On Wed, Mar 24, 2010 at 11:17, Suhail Doshi <suhail at mixpanel.com> wrote:
> How are people scaling consumers to handle tens of millions of messages
> inside a queue? We use Python but do you guys Twisted, Eventlet, Gevent,
> etc?
> Creating a bunch of Python processes seems very inefficient and most
> applications I would think our mostly network io bound. What are you guys
> doing to scale your consumers?

If I understand the question correctly, the question is:
 - a _lot_ of messages
 - a _lot_ of consumers
 - but the simplistic scenario is that every consumer is
  a separate process or thread.
 - as consumers are network bound, how to be able to
  have a lot of them, without using too much RAM and
  not waste CPU time on context switches.

Few ideas:

1) use proper asynchronous Python client - txamqp for Twisted.
 * That should be the best option.
 * You will be fully asynchronous on the network level.
 * That's what hardcore Python people use.

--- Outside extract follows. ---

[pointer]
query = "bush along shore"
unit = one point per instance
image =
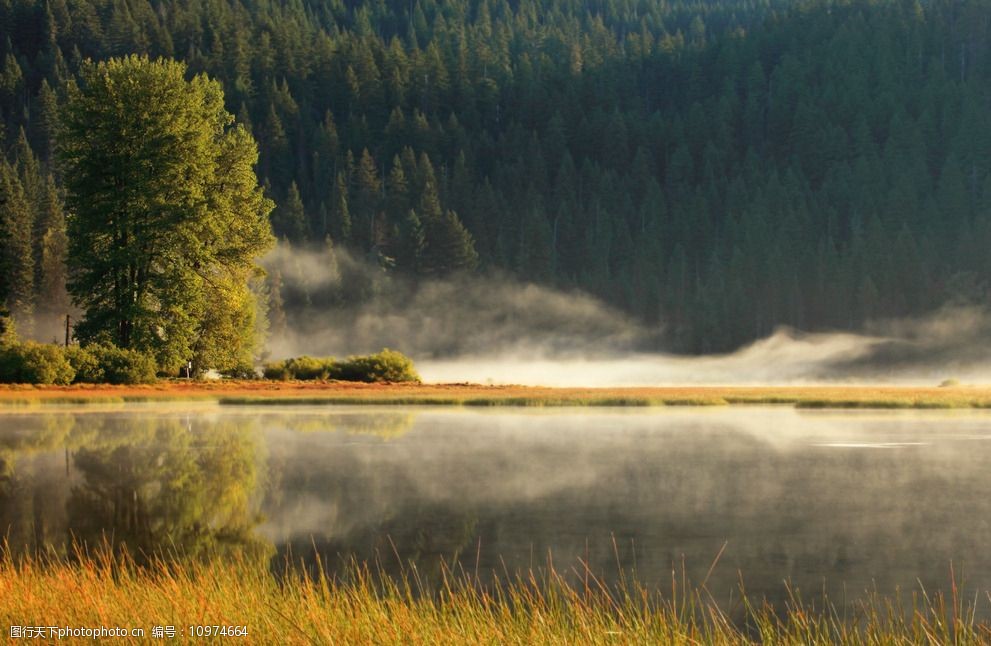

2) use hybrid Python client - Pika based on asyncore.
 * It is asynchronous in some aspects, it can handle a lot
   of parallel comsumers in one process (aka event loop).
 * On the other hand it's not really asynchronous
   with some other things, like publishing or declaring queues.
 * You'll need extra work to asynchronously support other
   protocols than AMQP.
 * But should work fine if your app is doing AMQP-to-AMQP things.

3) use synchronous Python client - py-amqp:
 * writing customer code is very simple
 * you can scale by spawning large number of threads/processes.
 * But you loose some CPU on context switches.
 * You can loose some RAM on the thread or process overhead.
 * This technique is widely used.

> Creating a bunch of Python processes seems very inefficient and most
> applications I would think our mostly network io bound. What are you guys
> doing to scale your consumers?

Although it's 'inefficient', it's enough for most scenarios.